Neuerscheinung: "Politik und Gesellschaft im Pferdestall"
15. Juni 2026

Foto: Verlag Barbara Budrich
Welche politische Verantwortung und gesellschaftliche Bedeutung tragen sozialwissenschaftliche Forschung, Lehre und Studierendenschaft? Was war hier los im Pferdestall in den letzten 100 Jahren?

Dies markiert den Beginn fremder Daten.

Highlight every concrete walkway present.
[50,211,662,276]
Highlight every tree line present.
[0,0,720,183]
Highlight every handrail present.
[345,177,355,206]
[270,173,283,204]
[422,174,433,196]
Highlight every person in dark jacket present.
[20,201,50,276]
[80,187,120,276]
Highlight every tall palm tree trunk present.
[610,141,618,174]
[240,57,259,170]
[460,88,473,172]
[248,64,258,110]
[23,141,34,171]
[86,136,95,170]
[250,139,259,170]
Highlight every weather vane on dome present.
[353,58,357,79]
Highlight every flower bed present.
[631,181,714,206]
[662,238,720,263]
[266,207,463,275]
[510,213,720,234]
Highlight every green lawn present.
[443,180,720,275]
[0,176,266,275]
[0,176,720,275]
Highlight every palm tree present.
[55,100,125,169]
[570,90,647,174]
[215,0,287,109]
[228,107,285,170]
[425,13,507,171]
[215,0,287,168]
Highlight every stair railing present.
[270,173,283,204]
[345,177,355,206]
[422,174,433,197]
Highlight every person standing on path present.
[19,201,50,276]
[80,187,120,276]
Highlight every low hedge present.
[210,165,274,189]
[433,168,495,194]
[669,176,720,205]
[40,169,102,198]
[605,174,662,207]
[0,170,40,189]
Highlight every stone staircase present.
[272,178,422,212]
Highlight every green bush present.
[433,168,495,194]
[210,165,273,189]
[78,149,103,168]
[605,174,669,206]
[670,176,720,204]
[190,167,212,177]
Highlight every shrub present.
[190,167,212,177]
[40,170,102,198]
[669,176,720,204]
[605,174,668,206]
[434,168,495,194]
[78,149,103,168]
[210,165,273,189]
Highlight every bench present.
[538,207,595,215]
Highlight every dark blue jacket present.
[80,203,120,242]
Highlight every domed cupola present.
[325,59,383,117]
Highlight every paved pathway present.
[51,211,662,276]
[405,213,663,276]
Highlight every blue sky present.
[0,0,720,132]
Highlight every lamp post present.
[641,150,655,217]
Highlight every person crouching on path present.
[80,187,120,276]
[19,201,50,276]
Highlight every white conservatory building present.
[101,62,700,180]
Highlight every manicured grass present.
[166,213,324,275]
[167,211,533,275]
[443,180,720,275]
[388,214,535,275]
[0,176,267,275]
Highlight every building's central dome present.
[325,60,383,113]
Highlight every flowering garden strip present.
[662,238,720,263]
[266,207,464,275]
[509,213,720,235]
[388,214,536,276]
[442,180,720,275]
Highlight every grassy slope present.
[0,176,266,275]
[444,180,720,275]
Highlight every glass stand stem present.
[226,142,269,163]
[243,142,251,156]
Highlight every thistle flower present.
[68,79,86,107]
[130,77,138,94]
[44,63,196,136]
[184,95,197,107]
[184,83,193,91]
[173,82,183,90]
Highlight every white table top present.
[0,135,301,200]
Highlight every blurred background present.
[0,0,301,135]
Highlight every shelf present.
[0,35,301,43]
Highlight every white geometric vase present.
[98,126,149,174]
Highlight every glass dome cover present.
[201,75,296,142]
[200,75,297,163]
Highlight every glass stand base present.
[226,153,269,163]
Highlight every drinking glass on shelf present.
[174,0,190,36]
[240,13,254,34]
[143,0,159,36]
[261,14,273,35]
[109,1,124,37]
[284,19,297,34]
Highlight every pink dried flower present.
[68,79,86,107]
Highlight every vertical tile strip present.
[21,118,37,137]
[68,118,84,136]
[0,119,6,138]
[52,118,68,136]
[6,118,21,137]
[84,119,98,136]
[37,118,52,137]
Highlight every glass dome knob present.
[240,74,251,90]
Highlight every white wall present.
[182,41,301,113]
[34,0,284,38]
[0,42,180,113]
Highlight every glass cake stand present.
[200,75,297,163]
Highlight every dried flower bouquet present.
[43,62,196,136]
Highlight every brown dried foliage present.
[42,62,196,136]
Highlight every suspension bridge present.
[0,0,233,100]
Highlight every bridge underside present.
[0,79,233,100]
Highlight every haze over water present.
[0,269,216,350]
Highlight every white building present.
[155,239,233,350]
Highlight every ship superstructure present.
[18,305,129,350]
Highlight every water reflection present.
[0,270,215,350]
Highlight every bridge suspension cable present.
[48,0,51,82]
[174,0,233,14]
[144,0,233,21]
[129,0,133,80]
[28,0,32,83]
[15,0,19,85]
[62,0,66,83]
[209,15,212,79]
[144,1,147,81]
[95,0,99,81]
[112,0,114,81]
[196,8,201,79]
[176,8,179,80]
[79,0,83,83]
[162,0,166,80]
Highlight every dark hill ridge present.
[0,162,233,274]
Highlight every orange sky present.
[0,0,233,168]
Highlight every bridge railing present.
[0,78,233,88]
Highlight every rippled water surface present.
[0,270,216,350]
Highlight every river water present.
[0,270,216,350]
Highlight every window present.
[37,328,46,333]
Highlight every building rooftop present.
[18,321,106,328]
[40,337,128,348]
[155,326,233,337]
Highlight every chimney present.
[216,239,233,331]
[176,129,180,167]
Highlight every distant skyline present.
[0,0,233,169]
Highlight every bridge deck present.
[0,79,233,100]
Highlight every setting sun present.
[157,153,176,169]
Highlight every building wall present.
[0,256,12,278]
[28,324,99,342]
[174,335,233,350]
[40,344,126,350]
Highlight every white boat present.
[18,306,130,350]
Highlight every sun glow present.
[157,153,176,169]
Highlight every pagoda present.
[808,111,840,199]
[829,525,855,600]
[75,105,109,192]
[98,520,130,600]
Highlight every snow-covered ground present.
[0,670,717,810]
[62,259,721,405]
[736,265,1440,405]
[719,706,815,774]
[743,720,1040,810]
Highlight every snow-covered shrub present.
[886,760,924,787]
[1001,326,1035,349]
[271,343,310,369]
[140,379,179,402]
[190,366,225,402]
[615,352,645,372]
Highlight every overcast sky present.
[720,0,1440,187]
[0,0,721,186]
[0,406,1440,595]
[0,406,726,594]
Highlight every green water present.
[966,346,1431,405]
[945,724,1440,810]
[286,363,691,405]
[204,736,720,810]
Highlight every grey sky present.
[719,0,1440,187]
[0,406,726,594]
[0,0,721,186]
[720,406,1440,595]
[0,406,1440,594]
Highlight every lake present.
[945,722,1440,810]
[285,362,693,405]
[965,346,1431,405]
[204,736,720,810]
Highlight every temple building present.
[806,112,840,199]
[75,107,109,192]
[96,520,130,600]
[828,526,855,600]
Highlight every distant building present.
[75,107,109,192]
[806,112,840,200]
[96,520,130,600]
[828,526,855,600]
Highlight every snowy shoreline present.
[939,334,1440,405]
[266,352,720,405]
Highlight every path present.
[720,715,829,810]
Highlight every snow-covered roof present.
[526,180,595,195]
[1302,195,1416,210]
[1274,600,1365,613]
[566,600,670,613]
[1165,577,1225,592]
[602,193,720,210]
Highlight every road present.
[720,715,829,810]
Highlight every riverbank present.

Der Sammelband „Politik und Gesellschaft im Pferdestall“ umfasst Beiträge verschiedener Autor:innen zur Geschichte der Sozialwissenschaften an der Universität Hamburg. Das Buch erscheint am 15.06. im Verlag Barbara Budrich, die Herausgeber:innen Jonas von Bockel, Lennart Riebe und Laura Six sind (ehemalige) Studierende der Universität Hamburg. Jonas von Bockel und Lennart Riebe sind aktuell als wissenschaftliche Mitarbeiter im Fachgebiet Politikwissenschaft (an der Professur für Politikwissenschaft, insbesondere Geschichte und Theorie politischen Denkens) tätig. Die Idee für den Sammelband entstand im Rahmen eines zweisemestrigen Seminars über die Geschichte der Hamburger Sozialwissenschaften, welches von Studierenden selbst organisiert wurde. Anlass für dieses Seminar war das hundertjährige Jubiläum der Universität Hamburg im Jahr 2019. In dem Seminar führten die Teilnehmenden eigene Recherchen in verschiedenen Archiven und zu unterschiedlichen Aspekten der Fachbereichsgeschichte durch. Aus den Ergebnissen entstand eine Ausstellung mit dem Titel „Politik und Gesellschaft im Pferdestall“, welche derzeit noch teilweise im Gebäude Allende-Platz 1 (Pferdestall) zu sehen ist und die Grundlage für den Sammelband darstellt. Die Ausstellung wird in dem Sammelband zum ersten Mal abgedruckt erscheinen.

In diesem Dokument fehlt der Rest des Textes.